Importantly, many of the top constituents have had a good record of maintaining high levels of consumer protection for data usage, and therefore may skirt the legislative headwinds to come in the industry. These include Qualcomm (QCOM:NASDAQ) and Nvidia (NVDA:NASDAQ), whilst Salesforce and Oracle have been hit recently with a GDPR-enabled class action lawsuit against their tracking of consumer information.

To list every company which had good data protection would take more than a morning note, so let me leave you with this thought:

We are watching the emergence of a new industry, one which stands to become a behemoth in an increasingly digital world. We can see its growth rate, and rather uniquely we can see the headwinds that its market participants will face from governments and regulators around the world. Given this knowledge why, as investors, would we not look to gain the edge and invest into quality companies which are already well placed to avoid legislative pitfalls?

We are rarely presented an opportunity to make a quality investment and protect ourselves as consumers at the same time – perhaps I should have called this note ‘Have your cake and eat it too’.

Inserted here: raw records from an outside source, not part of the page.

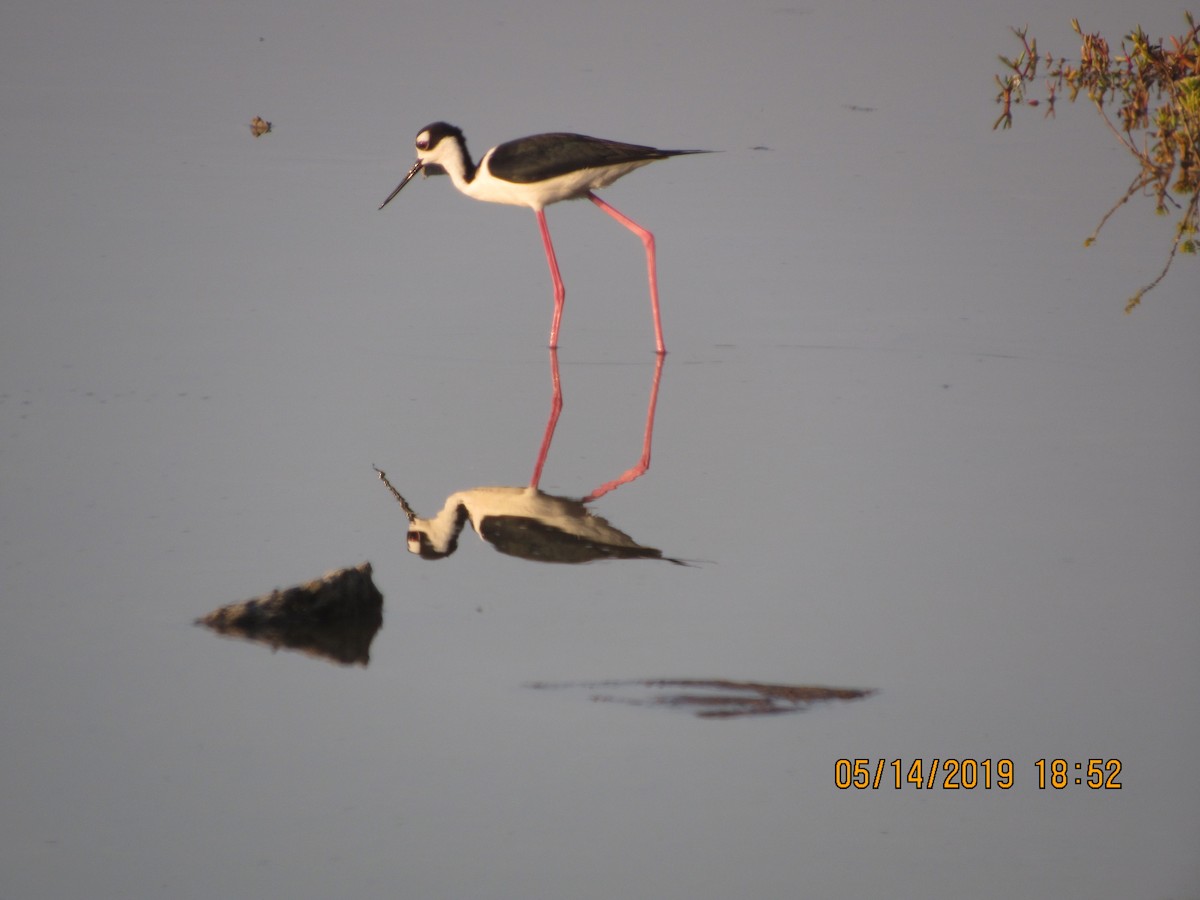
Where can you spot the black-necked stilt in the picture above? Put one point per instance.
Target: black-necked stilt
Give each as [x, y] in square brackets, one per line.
[535, 172]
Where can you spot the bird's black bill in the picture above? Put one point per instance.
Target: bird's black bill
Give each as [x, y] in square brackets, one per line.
[417, 167]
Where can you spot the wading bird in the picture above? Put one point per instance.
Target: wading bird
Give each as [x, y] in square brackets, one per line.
[535, 172]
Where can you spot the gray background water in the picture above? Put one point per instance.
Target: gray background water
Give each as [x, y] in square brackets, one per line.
[903, 419]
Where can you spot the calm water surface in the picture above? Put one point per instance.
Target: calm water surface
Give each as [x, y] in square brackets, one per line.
[904, 437]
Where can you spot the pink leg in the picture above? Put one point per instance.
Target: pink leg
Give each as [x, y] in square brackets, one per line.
[559, 291]
[556, 407]
[643, 465]
[648, 243]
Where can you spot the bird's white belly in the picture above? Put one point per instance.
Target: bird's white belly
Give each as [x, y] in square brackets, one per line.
[541, 193]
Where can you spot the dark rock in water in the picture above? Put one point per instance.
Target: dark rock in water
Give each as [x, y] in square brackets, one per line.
[335, 617]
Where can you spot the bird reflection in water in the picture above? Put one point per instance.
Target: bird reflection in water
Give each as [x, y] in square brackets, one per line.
[529, 523]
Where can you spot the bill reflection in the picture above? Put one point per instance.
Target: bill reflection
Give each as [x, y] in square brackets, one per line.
[529, 523]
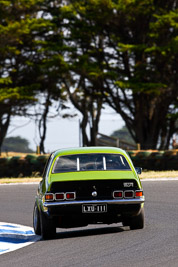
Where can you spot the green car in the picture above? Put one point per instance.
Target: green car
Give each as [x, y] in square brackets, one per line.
[88, 185]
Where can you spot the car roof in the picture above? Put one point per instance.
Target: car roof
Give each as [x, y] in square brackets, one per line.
[87, 150]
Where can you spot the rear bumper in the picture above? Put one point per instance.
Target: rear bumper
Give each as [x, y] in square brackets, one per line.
[112, 201]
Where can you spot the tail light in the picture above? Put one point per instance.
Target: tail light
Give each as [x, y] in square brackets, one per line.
[70, 195]
[138, 193]
[49, 197]
[60, 196]
[117, 194]
[129, 194]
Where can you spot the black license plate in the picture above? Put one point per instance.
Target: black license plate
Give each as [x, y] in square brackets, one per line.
[94, 208]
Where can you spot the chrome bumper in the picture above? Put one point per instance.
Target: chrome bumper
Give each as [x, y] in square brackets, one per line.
[112, 201]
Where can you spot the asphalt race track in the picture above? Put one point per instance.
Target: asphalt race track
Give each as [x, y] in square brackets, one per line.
[105, 246]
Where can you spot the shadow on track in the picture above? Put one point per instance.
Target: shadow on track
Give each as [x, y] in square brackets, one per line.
[88, 232]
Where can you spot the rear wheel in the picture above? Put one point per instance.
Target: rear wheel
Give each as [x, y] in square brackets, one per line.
[48, 228]
[136, 222]
[36, 220]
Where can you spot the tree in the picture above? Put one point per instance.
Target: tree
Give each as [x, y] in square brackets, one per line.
[134, 46]
[16, 144]
[124, 135]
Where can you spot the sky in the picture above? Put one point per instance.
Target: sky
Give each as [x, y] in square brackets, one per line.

The views expressed in this article are the views of the stated author as at the date published and are subject to change based on markets and other conditions. Past performance is not a reliable indicator of future performance. Mason Stevens is only providing general advice in providing this information. You should consider this information, along with all your other investments and strategies when assessing the appropriateness of the information to your individual circumstances. Mason Stevens and its associates and their respective directors and other staff each declare that they may hold interests in securities and/or earn fees or other benefits from transactions arising as a result of information contained in this article.